7. How many methods are taught in this exercise for solving equations ex 3.2 class 10?

In NCERT Solutions for Class 10 Chapter 3 Exercise 3.2, two main methods for solving pairs of linear equations in two variables are covered: the substitution method and the elimination method. Here's a detailed explanation of each:

• Substitution Method: The substitution method involves solving one of the equations for one variable and then substituting that expression into the other equation.
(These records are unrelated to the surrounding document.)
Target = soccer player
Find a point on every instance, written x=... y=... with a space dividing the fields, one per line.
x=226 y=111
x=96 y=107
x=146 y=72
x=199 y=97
This process reduces the system of two equations in two variables to a single equation in one variable, making it simpler to solve.

• Elimination Method: The elimination method works by adding or subtracting the equations in such a way that one of the variables is eliminated. This method is particularly useful when the coefficients of one of the variables are opposites or can easily be made opposites.

8. Are there any graphical representations involved in class 10 maths ch 3 ex 3.2?

In Ex 3.2 Class 10 of Chapter 3 from the NCERT textbook, the focus is primarily on solving pairs of linear equations using algebraic methods—specifically the substitution and elimination methods. This particular exercise does not typically involve graphical representations directly. The aim is to teach students how to handle these equations algebraically, which is a crucial skill for further mathematical studies and standardized tests.